XVII. Impairment of Assets
The carrying amounts of assets are reviewed at each Balance Sheet date
to determine if there is any indication of impairment based on
external/internal factors. An impairment loss is recognized wherever
the carrying amount of an asset exceeds its recoverable amount which
represents the greater of the net selling price and ''Value in use'' of
the assets. The estimated future cash flows considered for determining
the value in use, are discounted to their present value at the pre tax
discount rate that reflects current market assessments of the time
value of money and risks specific to the asset.
After impairment, depreciation is provided on the revised carrying
amount of the assets over its remaining useful life.
XVIII. Derivative Instrument :
As per ICAI announcement, accounting for derivative contracts, other
than those covered under Accounting Standard -11 are marked to market
on a portfolio basis and the net loss after considering the offsetting
effects of the underlying hedge item, is charged to the profit and loss
account. Net gains are ignored as a matter of prudence.
XIX. Segment Reporting :
The Company has identified Iron & Steel products as its sole operating
segment and the same has been treated as primary segment. The Company''s
secondary geographical segments have been identified based on the
location of customers and then demarcated into Indian and overseas
revenue earnings.
The company prepares its segment information in conformity with the
accounting policy adopted for preparing and presenting the financial
statement of the company as a whole.
XX. Earnings per Share
Basic earnings per share is calculated by dividing the net profit or
loss for the year attributable to equity shareholders by the weighted
average number of equity shares outstanding during the year.
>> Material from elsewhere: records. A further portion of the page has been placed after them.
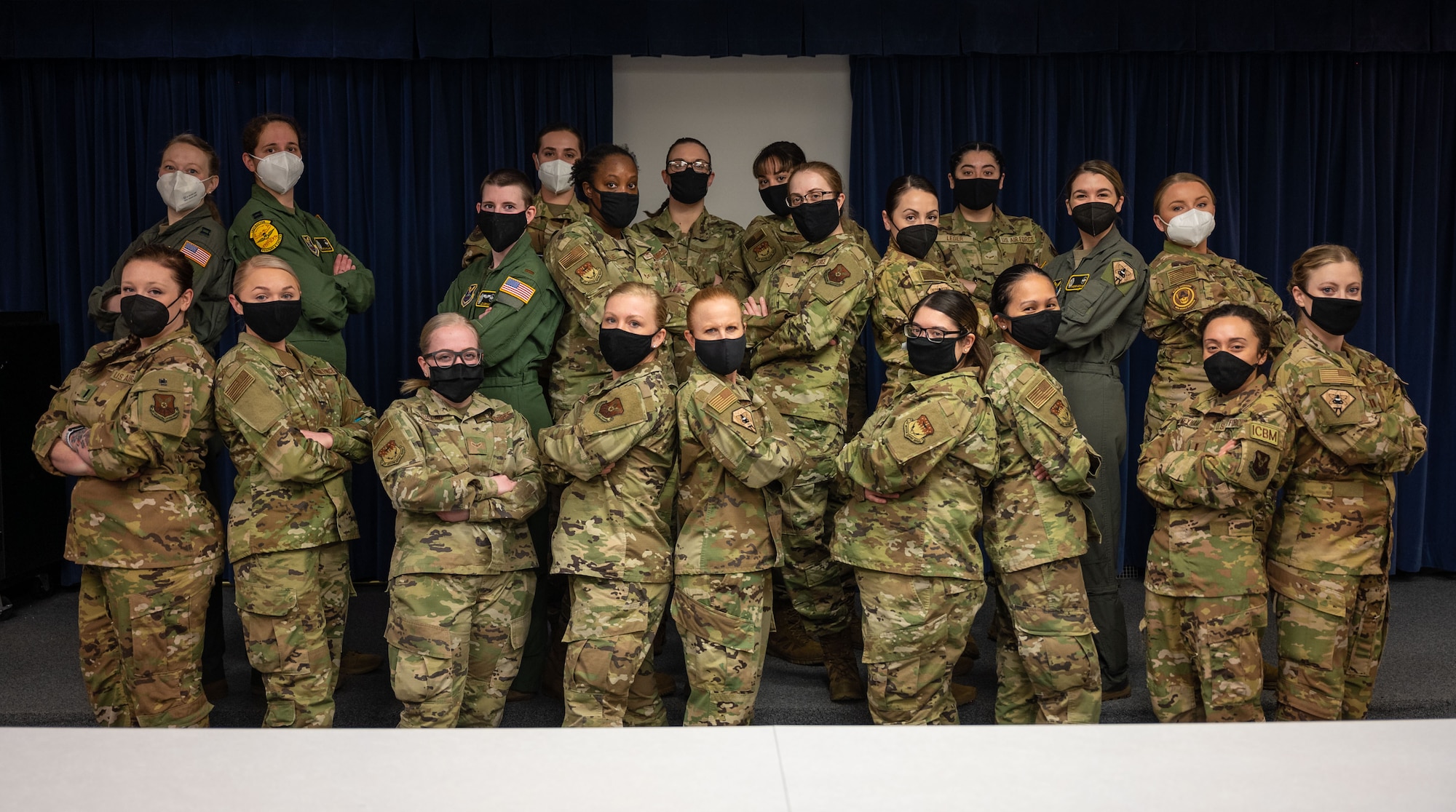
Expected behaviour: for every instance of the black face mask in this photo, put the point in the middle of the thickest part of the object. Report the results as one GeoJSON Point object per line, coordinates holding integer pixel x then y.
{"type": "Point", "coordinates": [500, 229]}
{"type": "Point", "coordinates": [976, 193]}
{"type": "Point", "coordinates": [933, 359]}
{"type": "Point", "coordinates": [146, 317]}
{"type": "Point", "coordinates": [917, 241]}
{"type": "Point", "coordinates": [777, 199]}
{"type": "Point", "coordinates": [1036, 331]}
{"type": "Point", "coordinates": [723, 356]}
{"type": "Point", "coordinates": [1227, 372]}
{"type": "Point", "coordinates": [273, 321]}
{"type": "Point", "coordinates": [618, 209]}
{"type": "Point", "coordinates": [1336, 317]}
{"type": "Point", "coordinates": [688, 187]}
{"type": "Point", "coordinates": [816, 220]}
{"type": "Point", "coordinates": [624, 350]}
{"type": "Point", "coordinates": [1094, 218]}
{"type": "Point", "coordinates": [458, 382]}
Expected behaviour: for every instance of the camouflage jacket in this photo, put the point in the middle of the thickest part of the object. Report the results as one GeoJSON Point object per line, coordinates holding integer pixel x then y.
{"type": "Point", "coordinates": [290, 490]}
{"type": "Point", "coordinates": [816, 298]}
{"type": "Point", "coordinates": [736, 461]}
{"type": "Point", "coordinates": [1215, 510]}
{"type": "Point", "coordinates": [1355, 430]}
{"type": "Point", "coordinates": [541, 229]}
{"type": "Point", "coordinates": [151, 413]}
{"type": "Point", "coordinates": [771, 239]}
{"type": "Point", "coordinates": [1103, 296]}
{"type": "Point", "coordinates": [935, 447]}
{"type": "Point", "coordinates": [703, 251]}
{"type": "Point", "coordinates": [615, 526]}
{"type": "Point", "coordinates": [979, 252]}
{"type": "Point", "coordinates": [587, 264]}
{"type": "Point", "coordinates": [901, 283]}
{"type": "Point", "coordinates": [1033, 523]}
{"type": "Point", "coordinates": [433, 458]}
{"type": "Point", "coordinates": [1183, 286]}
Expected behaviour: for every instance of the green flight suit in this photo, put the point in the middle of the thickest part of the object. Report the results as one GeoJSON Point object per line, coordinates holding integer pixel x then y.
{"type": "Point", "coordinates": [516, 311]}
{"type": "Point", "coordinates": [205, 242]}
{"type": "Point", "coordinates": [309, 247]}
{"type": "Point", "coordinates": [1103, 293]}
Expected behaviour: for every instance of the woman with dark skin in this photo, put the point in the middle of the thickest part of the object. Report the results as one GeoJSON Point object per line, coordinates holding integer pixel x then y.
{"type": "Point", "coordinates": [592, 257]}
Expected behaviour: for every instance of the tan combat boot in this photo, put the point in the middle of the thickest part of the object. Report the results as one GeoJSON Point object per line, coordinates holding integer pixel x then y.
{"type": "Point", "coordinates": [842, 667]}
{"type": "Point", "coordinates": [790, 641]}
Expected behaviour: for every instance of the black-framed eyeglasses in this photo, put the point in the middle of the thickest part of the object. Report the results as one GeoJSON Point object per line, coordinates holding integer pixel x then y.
{"type": "Point", "coordinates": [934, 335]}
{"type": "Point", "coordinates": [449, 357]}
{"type": "Point", "coordinates": [678, 165]}
{"type": "Point", "coordinates": [813, 197]}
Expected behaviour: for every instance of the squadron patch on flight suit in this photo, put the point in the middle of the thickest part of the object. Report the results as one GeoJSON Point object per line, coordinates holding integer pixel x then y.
{"type": "Point", "coordinates": [266, 236]}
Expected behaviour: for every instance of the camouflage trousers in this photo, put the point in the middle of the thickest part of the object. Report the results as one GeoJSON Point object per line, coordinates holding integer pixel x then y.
{"type": "Point", "coordinates": [1203, 657]}
{"type": "Point", "coordinates": [142, 644]}
{"type": "Point", "coordinates": [293, 606]}
{"type": "Point", "coordinates": [915, 631]}
{"type": "Point", "coordinates": [1046, 660]}
{"type": "Point", "coordinates": [609, 654]}
{"type": "Point", "coordinates": [456, 644]}
{"type": "Point", "coordinates": [818, 584]}
{"type": "Point", "coordinates": [1332, 637]}
{"type": "Point", "coordinates": [724, 622]}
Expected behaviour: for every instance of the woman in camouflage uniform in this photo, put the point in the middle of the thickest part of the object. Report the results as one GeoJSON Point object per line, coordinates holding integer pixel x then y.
{"type": "Point", "coordinates": [461, 471]}
{"type": "Point", "coordinates": [909, 273]}
{"type": "Point", "coordinates": [617, 455]}
{"type": "Point", "coordinates": [293, 426]}
{"type": "Point", "coordinates": [737, 458]}
{"type": "Point", "coordinates": [132, 423]}
{"type": "Point", "coordinates": [815, 308]}
{"type": "Point", "coordinates": [978, 239]}
{"type": "Point", "coordinates": [592, 257]}
{"type": "Point", "coordinates": [1036, 522]}
{"type": "Point", "coordinates": [1184, 283]}
{"type": "Point", "coordinates": [909, 530]}
{"type": "Point", "coordinates": [1214, 471]}
{"type": "Point", "coordinates": [1330, 554]}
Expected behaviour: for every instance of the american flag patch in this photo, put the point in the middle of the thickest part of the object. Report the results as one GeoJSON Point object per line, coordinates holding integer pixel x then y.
{"type": "Point", "coordinates": [521, 290]}
{"type": "Point", "coordinates": [197, 254]}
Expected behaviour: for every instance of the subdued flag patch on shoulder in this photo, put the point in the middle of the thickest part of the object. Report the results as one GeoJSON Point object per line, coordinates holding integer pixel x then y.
{"type": "Point", "coordinates": [518, 289]}
{"type": "Point", "coordinates": [197, 254]}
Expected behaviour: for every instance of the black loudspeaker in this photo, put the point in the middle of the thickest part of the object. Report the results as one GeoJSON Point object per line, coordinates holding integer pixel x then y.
{"type": "Point", "coordinates": [33, 503]}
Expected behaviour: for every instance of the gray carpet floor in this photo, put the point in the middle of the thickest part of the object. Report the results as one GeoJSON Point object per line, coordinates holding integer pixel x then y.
{"type": "Point", "coordinates": [40, 679]}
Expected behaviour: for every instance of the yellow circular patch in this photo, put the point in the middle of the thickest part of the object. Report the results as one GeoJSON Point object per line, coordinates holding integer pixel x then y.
{"type": "Point", "coordinates": [266, 236]}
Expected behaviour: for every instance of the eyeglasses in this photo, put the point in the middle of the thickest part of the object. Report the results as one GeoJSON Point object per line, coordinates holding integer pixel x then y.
{"type": "Point", "coordinates": [934, 335]}
{"type": "Point", "coordinates": [678, 165]}
{"type": "Point", "coordinates": [813, 197]}
{"type": "Point", "coordinates": [448, 357]}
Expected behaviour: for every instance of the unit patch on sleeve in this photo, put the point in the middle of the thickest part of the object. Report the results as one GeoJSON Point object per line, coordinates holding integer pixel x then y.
{"type": "Point", "coordinates": [266, 236]}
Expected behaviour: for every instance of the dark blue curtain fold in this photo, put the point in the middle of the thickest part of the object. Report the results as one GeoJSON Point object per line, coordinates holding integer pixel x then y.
{"type": "Point", "coordinates": [395, 152]}
{"type": "Point", "coordinates": [1301, 149]}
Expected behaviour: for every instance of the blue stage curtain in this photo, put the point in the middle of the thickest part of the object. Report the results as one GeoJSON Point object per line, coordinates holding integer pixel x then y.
{"type": "Point", "coordinates": [1301, 149]}
{"type": "Point", "coordinates": [395, 154]}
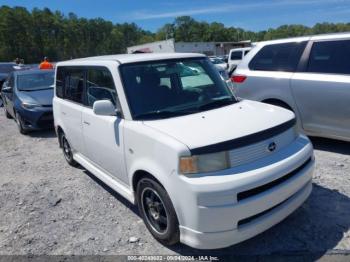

For the purpose of calculating diluted earnings per share, the net
profit or loss for the year attributable to equity shareholders and the
weighted average number of shares outstanding during the year are
adjusted for the effects of all dilutive potential equity shares.
XXI. Contingencies
Liabilities, which are material and whose future outcome cannot be
ascertained with reasonable certainty, are treated as contingent and
disclosed by way of notes on accounts.